1C fine, but just remember that when 90% of the chemicals are converted over to thier charged state, 1C isnt referring to all the chemicals there anymore, because most of them wont Budge anymore. so i think it is logical to charge at about the rate your intending to discharge , within reason. concidering its speced abilities.
it is not logical to charge the last 5% of the chemicals at the same rate you charged the first 95% though is it.
you understand? cause i dont.

Pulse charging (which many digital chargers do by default) can slam the chemicals back into thier charged states, then pausing to allow heat to escape.
so with that you get the best of both worlds, if you have a 2C charger that pulses, it SEEMS like you would still get fast form, and the heat can still escape, besot of both worlds.


----------



## kwkarth (Aug 28, 2009)

VidPro said:


> lithium hydroxide being used in battery manufacture doesnt seem to be exclusive to ray-o-vac
> http://74.125.155.132/search?q=cache:C41LLHSpHU0J:www.professional.duracell.com/safety_data/datasheets/pdf/Duracell%2520Nickel%2520Metal%2520Hydride%2520LSD%2520Rechargeable%2520Batteries%2520(EU%2520MSDS).pdf+%22Lithium+Hydroxide%22+nimh&cd=19&hl=en&ct=clnk&gl=us&lr=lang_en
> there is durasell listing thiers for thier LSD, in the safety datasheet. i am not even sure its use is limited to LSD, as there is all sorts of "ways" they toss in various things to test how it reacts, to try and "fix" all sorts of caveats of the chemical reactions and interactions.
> 
> ...



LOL! Right you are! I like your spelling of Duracell/Durasell, very apt!

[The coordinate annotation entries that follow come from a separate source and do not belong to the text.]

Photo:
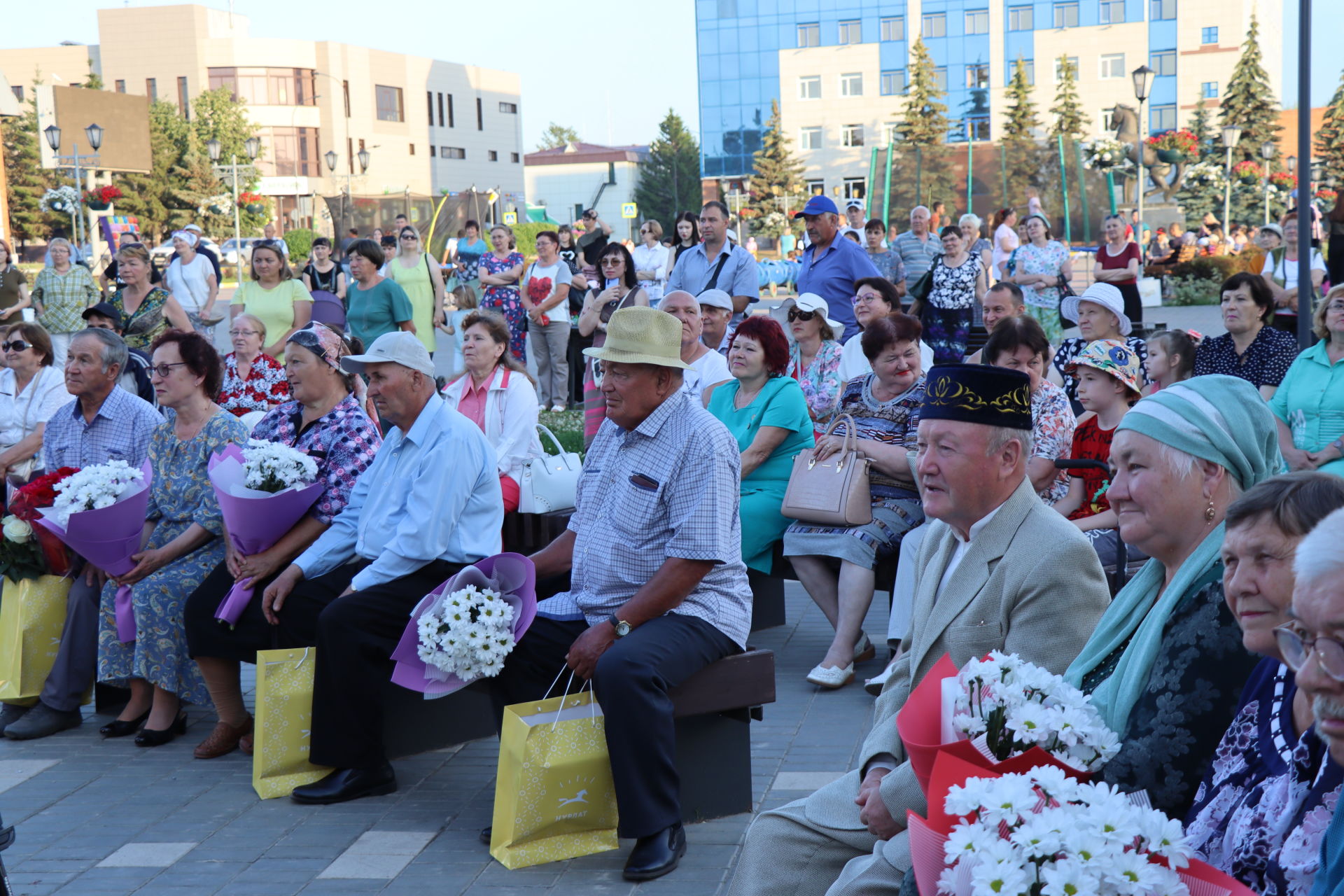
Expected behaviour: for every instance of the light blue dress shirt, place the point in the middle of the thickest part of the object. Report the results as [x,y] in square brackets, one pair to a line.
[432,493]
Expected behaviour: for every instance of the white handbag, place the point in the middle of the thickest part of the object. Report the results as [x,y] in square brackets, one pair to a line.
[550,481]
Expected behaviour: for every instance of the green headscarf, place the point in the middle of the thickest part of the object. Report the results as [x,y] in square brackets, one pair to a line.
[1217,418]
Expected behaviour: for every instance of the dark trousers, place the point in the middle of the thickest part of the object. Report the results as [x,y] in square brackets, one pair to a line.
[631,684]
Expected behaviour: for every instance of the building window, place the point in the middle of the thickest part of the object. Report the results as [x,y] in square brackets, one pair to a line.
[1059,67]
[892,83]
[1163,62]
[892,29]
[1021,19]
[388,104]
[934,24]
[1160,10]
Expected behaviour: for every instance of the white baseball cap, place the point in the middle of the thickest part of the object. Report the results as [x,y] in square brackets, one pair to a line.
[398,347]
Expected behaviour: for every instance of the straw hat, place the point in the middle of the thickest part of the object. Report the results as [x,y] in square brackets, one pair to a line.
[641,335]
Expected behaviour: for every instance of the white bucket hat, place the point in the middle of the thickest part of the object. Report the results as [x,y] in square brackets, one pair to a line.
[1102,295]
[806,302]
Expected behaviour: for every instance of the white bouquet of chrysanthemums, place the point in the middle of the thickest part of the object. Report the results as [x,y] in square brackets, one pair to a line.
[272,466]
[93,488]
[467,633]
[1008,706]
[1044,833]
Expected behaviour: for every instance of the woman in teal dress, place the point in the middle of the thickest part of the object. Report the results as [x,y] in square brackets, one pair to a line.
[183,546]
[768,414]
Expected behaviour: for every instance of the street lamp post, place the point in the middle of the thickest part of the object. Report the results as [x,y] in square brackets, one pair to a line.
[94,134]
[1268,155]
[1231,136]
[1142,77]
[252,147]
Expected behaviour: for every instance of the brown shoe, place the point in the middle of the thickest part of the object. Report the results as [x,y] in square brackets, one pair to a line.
[223,739]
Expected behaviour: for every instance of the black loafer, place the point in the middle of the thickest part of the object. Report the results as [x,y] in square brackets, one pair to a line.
[656,855]
[347,783]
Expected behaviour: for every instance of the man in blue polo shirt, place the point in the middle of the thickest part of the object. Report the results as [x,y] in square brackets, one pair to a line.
[832,264]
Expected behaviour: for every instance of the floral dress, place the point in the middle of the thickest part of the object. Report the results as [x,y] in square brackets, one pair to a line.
[507,300]
[1042,301]
[179,496]
[1264,808]
[264,388]
[147,323]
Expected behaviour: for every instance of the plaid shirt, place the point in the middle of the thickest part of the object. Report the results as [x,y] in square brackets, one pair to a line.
[64,298]
[120,431]
[626,528]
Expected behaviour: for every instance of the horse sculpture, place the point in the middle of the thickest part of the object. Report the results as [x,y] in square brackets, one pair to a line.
[1126,121]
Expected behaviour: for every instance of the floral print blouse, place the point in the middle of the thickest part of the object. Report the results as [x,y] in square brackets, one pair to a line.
[1268,798]
[264,388]
[1053,434]
[1041,260]
[343,442]
[822,381]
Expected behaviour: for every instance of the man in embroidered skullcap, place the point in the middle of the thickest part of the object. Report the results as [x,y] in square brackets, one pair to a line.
[996,571]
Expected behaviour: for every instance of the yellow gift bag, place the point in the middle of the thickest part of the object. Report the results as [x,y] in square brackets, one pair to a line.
[554,797]
[284,722]
[33,615]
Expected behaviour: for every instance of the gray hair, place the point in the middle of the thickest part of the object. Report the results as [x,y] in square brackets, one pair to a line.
[113,347]
[1319,556]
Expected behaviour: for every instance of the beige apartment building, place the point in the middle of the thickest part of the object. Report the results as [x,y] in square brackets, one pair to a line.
[429,127]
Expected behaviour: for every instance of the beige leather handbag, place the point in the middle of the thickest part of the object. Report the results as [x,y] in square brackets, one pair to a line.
[831,492]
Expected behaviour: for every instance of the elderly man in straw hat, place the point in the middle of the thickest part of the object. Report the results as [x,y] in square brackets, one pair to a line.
[657,587]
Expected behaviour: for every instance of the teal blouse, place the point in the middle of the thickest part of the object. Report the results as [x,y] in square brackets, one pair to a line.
[780,403]
[1310,403]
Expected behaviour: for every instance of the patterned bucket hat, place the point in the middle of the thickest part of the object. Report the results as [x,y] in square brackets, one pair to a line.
[1114,358]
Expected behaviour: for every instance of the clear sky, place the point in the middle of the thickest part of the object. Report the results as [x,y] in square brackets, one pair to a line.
[610,70]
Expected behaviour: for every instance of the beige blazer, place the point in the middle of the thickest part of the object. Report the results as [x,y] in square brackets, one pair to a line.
[1030,583]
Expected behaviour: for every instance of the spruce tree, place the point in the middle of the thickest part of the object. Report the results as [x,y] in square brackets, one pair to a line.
[1249,102]
[670,181]
[1069,117]
[777,175]
[1329,139]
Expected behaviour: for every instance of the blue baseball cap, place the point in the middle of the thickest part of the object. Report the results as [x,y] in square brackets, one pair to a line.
[816,206]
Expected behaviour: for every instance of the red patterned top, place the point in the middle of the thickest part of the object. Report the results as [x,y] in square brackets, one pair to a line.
[264,388]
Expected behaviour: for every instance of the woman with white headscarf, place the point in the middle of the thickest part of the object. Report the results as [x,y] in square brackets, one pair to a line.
[191,280]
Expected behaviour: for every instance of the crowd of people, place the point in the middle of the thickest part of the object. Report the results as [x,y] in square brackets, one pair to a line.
[1006,485]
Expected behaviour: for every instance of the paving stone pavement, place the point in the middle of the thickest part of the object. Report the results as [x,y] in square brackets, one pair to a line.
[108,818]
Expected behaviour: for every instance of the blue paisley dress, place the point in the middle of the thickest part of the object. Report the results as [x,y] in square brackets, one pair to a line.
[181,495]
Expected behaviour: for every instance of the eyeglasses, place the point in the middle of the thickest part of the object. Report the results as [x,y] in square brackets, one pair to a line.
[163,371]
[1296,650]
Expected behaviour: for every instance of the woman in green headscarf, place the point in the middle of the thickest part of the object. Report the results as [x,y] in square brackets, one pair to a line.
[1166,665]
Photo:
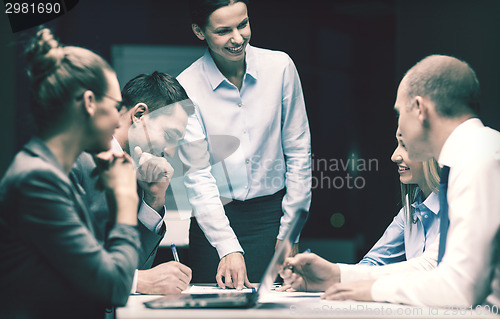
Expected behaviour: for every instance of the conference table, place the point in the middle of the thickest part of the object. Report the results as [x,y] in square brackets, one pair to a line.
[286,305]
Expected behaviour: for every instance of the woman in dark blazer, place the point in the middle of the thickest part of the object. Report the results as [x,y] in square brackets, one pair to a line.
[51,264]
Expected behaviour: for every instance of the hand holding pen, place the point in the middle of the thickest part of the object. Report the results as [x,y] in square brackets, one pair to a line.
[309,272]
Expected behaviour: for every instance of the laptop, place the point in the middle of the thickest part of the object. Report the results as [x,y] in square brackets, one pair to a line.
[238,299]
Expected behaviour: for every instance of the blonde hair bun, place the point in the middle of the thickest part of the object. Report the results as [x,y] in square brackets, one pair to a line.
[44,55]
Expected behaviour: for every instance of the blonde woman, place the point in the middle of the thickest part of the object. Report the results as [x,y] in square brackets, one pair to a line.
[417,224]
[52,265]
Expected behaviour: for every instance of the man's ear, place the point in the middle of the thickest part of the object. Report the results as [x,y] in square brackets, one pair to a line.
[197,31]
[89,102]
[138,111]
[422,108]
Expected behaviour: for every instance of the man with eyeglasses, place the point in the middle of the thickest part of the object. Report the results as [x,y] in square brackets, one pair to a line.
[157,107]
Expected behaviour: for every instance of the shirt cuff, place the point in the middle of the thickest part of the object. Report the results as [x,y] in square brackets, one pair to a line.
[350,273]
[383,289]
[150,218]
[134,283]
[228,246]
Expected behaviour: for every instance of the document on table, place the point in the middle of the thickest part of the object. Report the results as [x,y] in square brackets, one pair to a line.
[195,289]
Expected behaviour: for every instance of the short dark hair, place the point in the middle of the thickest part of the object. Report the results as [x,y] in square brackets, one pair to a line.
[200,10]
[449,82]
[57,73]
[156,90]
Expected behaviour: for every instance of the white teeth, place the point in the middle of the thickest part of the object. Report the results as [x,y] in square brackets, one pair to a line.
[235,49]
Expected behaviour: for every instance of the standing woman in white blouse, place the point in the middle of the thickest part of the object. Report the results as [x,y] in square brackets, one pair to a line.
[250,111]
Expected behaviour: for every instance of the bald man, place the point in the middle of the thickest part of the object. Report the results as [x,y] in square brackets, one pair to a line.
[437,104]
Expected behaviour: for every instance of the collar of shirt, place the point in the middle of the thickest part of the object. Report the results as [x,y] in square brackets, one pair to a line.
[115,146]
[456,141]
[215,77]
[431,203]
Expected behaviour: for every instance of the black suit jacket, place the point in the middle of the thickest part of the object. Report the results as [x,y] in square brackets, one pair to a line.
[100,212]
[51,264]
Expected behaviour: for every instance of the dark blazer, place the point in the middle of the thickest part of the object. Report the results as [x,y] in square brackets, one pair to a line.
[100,212]
[51,264]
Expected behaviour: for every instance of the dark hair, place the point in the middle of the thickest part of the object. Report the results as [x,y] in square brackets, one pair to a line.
[449,82]
[56,73]
[200,10]
[156,90]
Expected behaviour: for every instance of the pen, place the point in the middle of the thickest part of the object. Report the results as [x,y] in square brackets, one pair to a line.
[174,252]
[288,266]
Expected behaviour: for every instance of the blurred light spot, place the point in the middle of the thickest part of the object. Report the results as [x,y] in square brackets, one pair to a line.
[337,220]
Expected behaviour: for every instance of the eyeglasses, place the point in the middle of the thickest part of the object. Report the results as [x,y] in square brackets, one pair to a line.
[119,105]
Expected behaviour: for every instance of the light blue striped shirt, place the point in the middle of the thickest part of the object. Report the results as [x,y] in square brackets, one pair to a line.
[398,243]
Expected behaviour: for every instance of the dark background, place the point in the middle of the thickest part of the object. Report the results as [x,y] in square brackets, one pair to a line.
[350,54]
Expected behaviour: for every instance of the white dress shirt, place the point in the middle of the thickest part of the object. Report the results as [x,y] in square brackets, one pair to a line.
[258,140]
[469,272]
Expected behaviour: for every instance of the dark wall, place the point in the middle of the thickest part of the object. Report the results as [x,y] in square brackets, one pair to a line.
[350,55]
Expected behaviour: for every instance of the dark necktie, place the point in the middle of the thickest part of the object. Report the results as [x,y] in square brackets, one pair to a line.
[443,212]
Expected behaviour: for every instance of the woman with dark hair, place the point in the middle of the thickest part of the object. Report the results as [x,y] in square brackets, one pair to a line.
[52,264]
[250,110]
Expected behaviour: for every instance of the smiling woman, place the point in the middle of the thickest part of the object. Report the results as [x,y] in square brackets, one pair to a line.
[255,97]
[47,239]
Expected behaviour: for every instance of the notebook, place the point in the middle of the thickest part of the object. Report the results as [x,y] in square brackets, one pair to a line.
[238,299]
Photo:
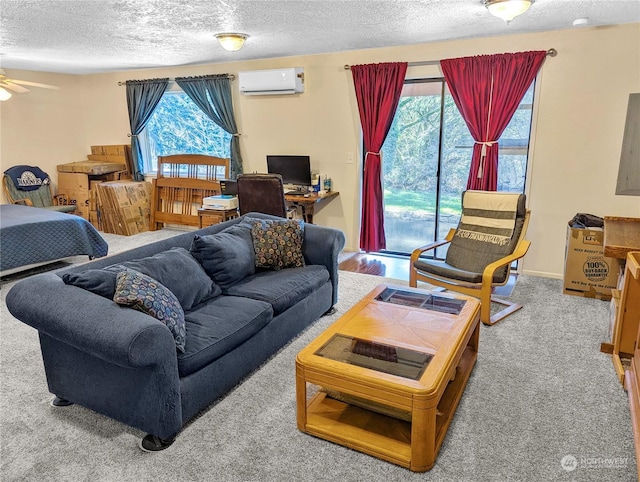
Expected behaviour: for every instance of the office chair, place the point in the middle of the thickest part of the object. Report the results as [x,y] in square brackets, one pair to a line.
[488,239]
[261,193]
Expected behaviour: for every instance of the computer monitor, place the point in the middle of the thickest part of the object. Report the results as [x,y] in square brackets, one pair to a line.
[295,170]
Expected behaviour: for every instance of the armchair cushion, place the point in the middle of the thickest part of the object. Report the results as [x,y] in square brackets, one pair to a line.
[474,246]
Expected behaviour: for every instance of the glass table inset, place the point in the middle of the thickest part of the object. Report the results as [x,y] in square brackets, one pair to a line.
[381,357]
[427,301]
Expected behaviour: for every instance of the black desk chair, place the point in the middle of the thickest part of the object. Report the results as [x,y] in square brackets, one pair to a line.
[261,193]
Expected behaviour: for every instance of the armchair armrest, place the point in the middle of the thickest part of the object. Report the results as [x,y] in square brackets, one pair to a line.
[416,253]
[519,252]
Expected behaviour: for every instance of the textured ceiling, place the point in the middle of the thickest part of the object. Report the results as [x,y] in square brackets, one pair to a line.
[91,36]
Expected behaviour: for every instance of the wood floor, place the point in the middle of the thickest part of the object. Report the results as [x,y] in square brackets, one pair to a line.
[397,267]
[388,266]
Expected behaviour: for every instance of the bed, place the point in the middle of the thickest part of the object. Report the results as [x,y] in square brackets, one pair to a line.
[31,235]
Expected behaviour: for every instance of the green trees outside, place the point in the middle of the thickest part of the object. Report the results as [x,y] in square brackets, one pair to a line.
[178,126]
[423,126]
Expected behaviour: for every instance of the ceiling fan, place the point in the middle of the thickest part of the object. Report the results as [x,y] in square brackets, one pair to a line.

Yes, I also ran across an MSDS for a rechargeable Alkaline in which lithiun hydroxide was listed as a minor component.


----------



## kwkarth (Aug 28, 2009)

VidPro said:


> the charger that prematurly terminates , of course, leaving your batteries not fully charged, but slow topping after that would come in really handy.
> the maha chargers are now applying (more often) a voltage peaking termination or slowdown. you can also hear people say "batteries are cooler on so and so" often referring to the exact same charger that also doesnt charge them all the way up
> 
> the charger used is ALWAYS of utmost importance, but i kinda doubt that we can all affor 10,000 camden chargers :mecry:, so somewhere in there must be a balance


 Let's hope! 


> if the chemicals get "set up" into different "formations" depending on speed of charge, those same formations should be best for the discharge. so if you can fast charge AND properly slow down, and not heat or gas or "burn" the chemicals, or something like that, all to complex.
> 1C fine, but just remember that when 90% of the chemicals are converted over to thier charged state, 1C isnt referring to all the chemicals there anymore, because most of them wont Budge anymore.
> you understand? cause i dont.


Well, I think I understand the concepts as you explained them, but I must admit, I don't understand the nuances of the chemistry.
Seems like one has to approach the problem of best recharge algorithm somewhat heuristically, based upon what we know to be true about "typical" NiMH charge profiles. I would think charge level would be somewhat measureable based upon cell voltage level, and at the right points, one could lower the charge current appropriately. So the charge curve would look something like an inverse log curve. Charge current would be very steep at first and remain so, with a slight decline as charge level comes up, then as cell nears "full" state, current would eventually taper to a very low trickle. Obviously a very shallow charge rate at this point would make it exceedingly difficult to detect the delta trigger.


----------



## VidPro (Aug 28, 2009)

right , the problem with that being, they like to push the cell into the V-Drop, or "overcharge state" as i call it so thier little computer can SEE that the battery is fully charged. because the little microcontroller can read that the voltage is beginning to drop.
so they like to pulverise the cell so they can get this V-drop indicator, so thier charger can be "smart". so that means they have to reach the full charge point fast enough to put the cell into the "overcharge state" where it v-drops.
then they still have to top, because eveything wasnt nessisarily finished when it overheated or gassed or whatever happens that makes it freak like that. 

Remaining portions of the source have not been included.